Indoor Positioning System Considerations

If you are thinking about adding location awareness to your customer or employee experience, below are some items to consider.

Indoor vs. Outdoor or both?

    • Outdoor – This is an important distinction because outdoor use opens up the use of GPS technology and highly sophisticated solutions like Google Maps and its corresponding APIs.
    • Indoor services – require entirely different thinking. There are lots of alternatives like beacons, using magnetometers, wifi, RFID… each has pro and cons, and ultimately we have found a combination of these might be best. It just depends on the use case.
    • Combining both indoor and outdoor – introduces some powerful use cases, but also requires sophisticated thinking and technology. For example, consider using Google Ads and Maps to drive customers to a location, then once at a location alerting an employee/manager that someone specific has arrived so they can be greeted like an expected guest.

Asset vs. People?

  • Tracking people introduces a ‘big brother’ perception and real privacy concerns. There are many things to consider in this case, one of the most important being allowing people to opt-in vs out of this location service.
  • Tracking assets – Active vs Passive: is last known location good enough or do you need to know exactly where something is at all times?

Precision?

  • Some use cases require higher precision than current technology is capable of. This might mean entirely different approaches are needed (like using cameras instead). Use our experience to help you get to the right solution faster.
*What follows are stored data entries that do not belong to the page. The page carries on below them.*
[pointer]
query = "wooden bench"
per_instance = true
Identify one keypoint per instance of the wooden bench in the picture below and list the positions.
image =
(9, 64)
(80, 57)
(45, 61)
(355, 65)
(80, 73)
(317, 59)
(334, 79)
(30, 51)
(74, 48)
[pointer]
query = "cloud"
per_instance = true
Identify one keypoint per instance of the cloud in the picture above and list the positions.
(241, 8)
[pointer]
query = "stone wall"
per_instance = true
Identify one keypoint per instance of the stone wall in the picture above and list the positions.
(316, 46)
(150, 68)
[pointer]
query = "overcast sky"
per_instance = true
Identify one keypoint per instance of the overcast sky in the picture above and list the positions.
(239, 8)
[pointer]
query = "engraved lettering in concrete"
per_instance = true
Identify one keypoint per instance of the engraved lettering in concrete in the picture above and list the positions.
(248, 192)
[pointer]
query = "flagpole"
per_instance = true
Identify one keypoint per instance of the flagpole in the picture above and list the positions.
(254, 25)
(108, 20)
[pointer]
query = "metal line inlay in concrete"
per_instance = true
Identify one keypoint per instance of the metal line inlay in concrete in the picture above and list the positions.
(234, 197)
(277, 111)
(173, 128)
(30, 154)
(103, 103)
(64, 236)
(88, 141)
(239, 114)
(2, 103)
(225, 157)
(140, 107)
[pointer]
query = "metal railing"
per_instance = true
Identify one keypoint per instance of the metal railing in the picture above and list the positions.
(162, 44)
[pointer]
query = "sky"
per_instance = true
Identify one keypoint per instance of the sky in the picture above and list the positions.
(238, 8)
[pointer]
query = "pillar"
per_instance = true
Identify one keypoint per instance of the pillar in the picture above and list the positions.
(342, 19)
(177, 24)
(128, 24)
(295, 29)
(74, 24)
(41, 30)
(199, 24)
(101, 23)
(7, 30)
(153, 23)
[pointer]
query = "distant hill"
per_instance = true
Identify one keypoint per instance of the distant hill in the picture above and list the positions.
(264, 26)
Foreground vs background?  

  • If you are using mobile technology, there are lots of tricks and issues to consider related to accuracy, battery life and user experience

Integration and dual experience?

  • Integration – do you need to alert your back-office systems of changes in location?
  • Dual experience – do customers and employees see location differently? For example, maybe a customer never actively uses location in your app, but a manager knows when a VIP customer is present and their app experience gives them relevant information to handle that customer interaction

Data History?

  • Knowing location introduces a new dimension to analysis of your business. However, the amount of data can be significant. How much you keep? How to you analyze it? What about new concerns like GDPR?